La beauté ne se mange pas en salade
2 novembre 2015 - LifeStyle commentaires   //   5347 Views   //   N°: 70

Faut-il être un canon pour séduire ? Encore faut-il savoir ce qu’est la beauté ! Un atout physique, autant dire un cadeau de la génétique et du hasard, ou au contraire un je-ne-sais-quoi plus intériorisé qui fait que même ET et Frankenstein arrivent à nous toucher ? à vous de voir ! 

Henintsoa Herilala : Pas qu’un physique
Henintsoa est un nom bien connu dans le milieu de la télé. C’est elle la sipa manja (jolie nana) qui, avec ses deux co-équipiers, anime tous les matins Viva Réveil, la matinale de Viva TV. Joli minois et bonne animatrice (l’un n’exclut pas l’autre), elle sait mettre de l’ambiance sur le plateau tout en rendant ses téléspectateurs un peu zinzins (plus que les téléspectatrices, dirait-on, mais c’est de bonne guerre !) 

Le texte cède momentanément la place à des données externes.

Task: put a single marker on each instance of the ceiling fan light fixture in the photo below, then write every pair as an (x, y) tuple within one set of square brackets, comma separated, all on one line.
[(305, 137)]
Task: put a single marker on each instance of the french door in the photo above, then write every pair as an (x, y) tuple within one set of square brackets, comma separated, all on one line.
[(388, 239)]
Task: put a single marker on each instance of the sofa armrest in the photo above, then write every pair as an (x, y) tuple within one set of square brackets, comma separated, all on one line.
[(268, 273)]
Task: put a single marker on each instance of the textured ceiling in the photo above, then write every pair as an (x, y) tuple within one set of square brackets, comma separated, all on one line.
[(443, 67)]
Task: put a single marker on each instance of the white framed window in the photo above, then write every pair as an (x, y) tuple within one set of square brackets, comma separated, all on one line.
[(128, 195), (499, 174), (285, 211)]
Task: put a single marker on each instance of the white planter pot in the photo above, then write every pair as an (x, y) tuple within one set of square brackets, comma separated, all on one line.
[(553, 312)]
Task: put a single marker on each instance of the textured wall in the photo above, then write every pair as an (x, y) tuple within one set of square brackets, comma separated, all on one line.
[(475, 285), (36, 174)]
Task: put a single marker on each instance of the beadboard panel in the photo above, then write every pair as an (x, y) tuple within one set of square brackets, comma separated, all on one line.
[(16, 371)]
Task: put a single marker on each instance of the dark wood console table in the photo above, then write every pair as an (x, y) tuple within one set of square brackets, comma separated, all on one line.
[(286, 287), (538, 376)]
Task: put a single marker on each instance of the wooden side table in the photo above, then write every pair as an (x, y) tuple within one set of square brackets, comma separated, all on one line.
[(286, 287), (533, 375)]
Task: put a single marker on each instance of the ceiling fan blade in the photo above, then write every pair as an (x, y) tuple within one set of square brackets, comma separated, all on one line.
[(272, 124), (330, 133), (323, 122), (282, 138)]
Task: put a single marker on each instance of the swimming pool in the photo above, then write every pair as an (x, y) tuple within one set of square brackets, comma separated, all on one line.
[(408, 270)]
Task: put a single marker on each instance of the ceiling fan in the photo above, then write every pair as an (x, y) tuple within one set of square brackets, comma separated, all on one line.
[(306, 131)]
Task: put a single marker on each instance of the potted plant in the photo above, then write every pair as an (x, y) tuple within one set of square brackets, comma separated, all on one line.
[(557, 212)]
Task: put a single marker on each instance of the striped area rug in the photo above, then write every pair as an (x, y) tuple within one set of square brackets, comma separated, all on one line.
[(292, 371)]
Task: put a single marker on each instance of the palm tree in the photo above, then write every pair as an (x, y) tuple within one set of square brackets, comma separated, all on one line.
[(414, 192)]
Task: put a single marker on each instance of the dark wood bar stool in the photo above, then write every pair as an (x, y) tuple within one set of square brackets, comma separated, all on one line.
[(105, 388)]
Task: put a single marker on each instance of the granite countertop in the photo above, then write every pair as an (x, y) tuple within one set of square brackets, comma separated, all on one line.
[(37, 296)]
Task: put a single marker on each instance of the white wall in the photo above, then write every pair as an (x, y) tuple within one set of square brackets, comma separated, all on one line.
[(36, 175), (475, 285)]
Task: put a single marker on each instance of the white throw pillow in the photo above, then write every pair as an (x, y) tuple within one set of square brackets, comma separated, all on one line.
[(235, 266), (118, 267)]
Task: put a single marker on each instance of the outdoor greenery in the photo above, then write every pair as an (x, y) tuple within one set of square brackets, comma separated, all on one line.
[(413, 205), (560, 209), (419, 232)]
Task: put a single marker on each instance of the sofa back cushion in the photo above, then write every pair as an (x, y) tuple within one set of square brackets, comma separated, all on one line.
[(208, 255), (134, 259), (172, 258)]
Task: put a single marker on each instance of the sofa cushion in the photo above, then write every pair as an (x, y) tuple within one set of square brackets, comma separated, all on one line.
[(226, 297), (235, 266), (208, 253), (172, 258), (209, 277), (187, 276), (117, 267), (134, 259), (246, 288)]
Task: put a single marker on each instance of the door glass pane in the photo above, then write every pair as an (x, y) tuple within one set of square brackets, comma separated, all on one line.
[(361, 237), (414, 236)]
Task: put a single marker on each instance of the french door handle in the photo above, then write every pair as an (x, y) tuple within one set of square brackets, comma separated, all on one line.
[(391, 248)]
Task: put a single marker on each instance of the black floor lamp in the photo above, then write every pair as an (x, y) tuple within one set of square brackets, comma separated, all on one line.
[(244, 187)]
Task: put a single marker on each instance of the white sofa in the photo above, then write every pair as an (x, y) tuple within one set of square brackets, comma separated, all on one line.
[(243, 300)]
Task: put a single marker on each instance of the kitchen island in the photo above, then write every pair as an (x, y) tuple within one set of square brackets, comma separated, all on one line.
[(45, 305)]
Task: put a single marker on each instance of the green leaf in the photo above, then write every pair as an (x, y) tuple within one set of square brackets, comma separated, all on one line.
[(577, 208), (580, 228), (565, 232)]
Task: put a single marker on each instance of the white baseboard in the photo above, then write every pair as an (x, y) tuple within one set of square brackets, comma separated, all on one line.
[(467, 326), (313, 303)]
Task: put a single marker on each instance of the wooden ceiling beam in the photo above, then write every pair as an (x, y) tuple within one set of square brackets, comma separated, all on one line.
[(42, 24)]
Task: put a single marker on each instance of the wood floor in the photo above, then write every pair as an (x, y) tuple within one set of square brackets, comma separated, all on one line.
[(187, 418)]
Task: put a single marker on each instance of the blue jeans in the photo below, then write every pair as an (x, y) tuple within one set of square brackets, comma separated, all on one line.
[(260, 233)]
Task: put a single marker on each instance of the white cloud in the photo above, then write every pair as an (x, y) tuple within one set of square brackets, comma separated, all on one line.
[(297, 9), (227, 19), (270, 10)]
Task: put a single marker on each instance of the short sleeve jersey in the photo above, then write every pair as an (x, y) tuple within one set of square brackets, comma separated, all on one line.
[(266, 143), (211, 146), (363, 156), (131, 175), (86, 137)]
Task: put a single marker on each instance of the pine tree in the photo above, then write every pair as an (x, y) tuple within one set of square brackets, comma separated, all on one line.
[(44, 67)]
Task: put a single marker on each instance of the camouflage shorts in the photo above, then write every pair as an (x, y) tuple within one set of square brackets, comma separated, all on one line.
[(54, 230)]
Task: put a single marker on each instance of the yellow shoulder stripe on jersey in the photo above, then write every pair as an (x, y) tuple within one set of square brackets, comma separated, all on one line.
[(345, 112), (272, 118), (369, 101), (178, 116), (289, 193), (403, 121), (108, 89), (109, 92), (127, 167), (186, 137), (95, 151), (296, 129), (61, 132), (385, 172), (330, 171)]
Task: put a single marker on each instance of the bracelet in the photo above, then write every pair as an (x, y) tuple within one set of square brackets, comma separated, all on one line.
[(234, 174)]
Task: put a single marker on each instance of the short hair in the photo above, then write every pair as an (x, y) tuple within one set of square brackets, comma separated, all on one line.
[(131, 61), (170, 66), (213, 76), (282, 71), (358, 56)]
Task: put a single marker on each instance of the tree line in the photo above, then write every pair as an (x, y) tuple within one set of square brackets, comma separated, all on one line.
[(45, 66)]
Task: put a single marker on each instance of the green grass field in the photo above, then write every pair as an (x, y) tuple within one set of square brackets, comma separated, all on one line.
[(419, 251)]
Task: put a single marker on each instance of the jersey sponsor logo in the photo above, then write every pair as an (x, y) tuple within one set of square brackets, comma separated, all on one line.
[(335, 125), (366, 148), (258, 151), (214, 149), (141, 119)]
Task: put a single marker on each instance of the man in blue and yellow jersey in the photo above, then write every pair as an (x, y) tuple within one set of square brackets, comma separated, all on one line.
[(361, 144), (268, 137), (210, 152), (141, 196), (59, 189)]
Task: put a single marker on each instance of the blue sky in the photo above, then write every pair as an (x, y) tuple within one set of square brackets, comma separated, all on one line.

Il en est même qui se réveillent tôt le matin pour la voir sur le petit écran et entendre sa voix. Femme fatale ? « Non, c’est juste un rôle. Et quoi qu’il en soit, se lever tôt n’a jamais fait de mal à personne », s’esclaffe-t-elle. 

Et c’est ainsi, sans que personne n’y ait sciemment pensé, qu’elle est devenue comme l’égérie de Viva. De plus en plus, c’est à elle que l’on pense lorsqu’on évoque la chaîne. Modestement, la belle s’en défend : « Je suis peut-être télégénique, mais je ne pense pas être aussi belle que ça. Quand j’étais petite, j’étais un vrai garçon manqué, très moche. » Diplômée en Management, elle ne pensait pas travailler un jour dans l’audiovisuel, mais sa plastique jointe à son charisme certain en ont décidé autrement. Côté coeur, elle affirme être loin de l’artichaut et de la femme fatale. N’en déplaise à ses admirateurs, elle est mariée et rangée des vélos. « On est ensemble depuis bien avant qu’on ne me voie à la télé, et nous le serons encore bien après. »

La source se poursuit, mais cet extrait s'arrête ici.